Biotechnology & medicine

Katharina Volz

A loved one’s diagnosis led her to employ machine learning in the search for a Parkinson’s cure.

Year Honored
2020

Organization
OCCAMZRAZOR

Region
Global

Hails From
Germany

In 2016, Katharina Volz received news that someone close to her had Parkinson’s. At the time Volz had just finished her PhD at Stanford and was locked into a well-earned career in academic research, working on stem cells. But the news changed all that. 

“I just knew I could actually make a difference,” she says. “Sometimes you feel helpless. But actually I felt deeply responsible for finding a way to get curative treatments for this disease, because I knew I could do something about it.” Volz now leads a company, OccamzRazor, that has successfully married machine learning with biomedical research and is pushing the search for a Parkinson’s cure. 

Volz noticed a problem when it comes to researching Parkinson’s, and it’s one that arguably plagues science at large. Experts studying the disease were specializing in particular aspects of it and generally didn’t know much about and couldn’t engage with other aspects. These academic silos made it hard for new insights to be properly shared and explored, impeding our continued understanding of how Parkinson’s progresses. 

“Even if you’re the smartest researcher in the world, you can’t put all of this information together and make the connections you need to truly understand how the disease operates,” says Volz. “As humans, our ability to draw these numerous connections is limited.”

That’s where machine learning comes in.

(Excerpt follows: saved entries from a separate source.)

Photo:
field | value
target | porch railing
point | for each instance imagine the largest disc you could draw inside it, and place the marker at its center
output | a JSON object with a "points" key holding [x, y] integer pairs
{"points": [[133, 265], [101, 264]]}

Volz realized AI could do a better job than a human at reading all the different papers and data sets published on a topic and identifying insights that could lead to breakthroughs. Though machine learning isn’t her specialty, she brought together a team of AI researchers, along with experts from other fields like computational biology, drug development, and neuroscience. She raised money from various investors, including Jeff Dean (the head of AI at Google) and the Michael J. Fox Foundation. Thus, in 2016, OccamzRazor was born. 

The company is tackling the problem in two major steps. First, it has developed programs that read and understand published materials on Parkinson’s. Next, it is using AI to integrate genomics, proteomics, and clinical data sets. The goal is to predict new pathways and genes important to Parkinson’s that can then be tested in the laboratory. 

The result is what OccamzRazor calls the “Parkinsome”—a knowledge map of Parkinson’s that reveals how the disease is caused and progresses, points to signs and symptoms that can help make an early diagnosis, and identifies potential therapeutic targets. After OccamzRazor validates its findings, it partners with biotech and pharma companies to develop drugs. 

The goal is to take this approach beyond just Parkinson’s. Volz and her team have plans to scale up the platform to build comprehensive knowledge maps for other complex diseases related to the aging of the brain.  “Diseases inform each other,” says Volz. “Studying Parkinson’s is one of the best ways to study brain aging in general.”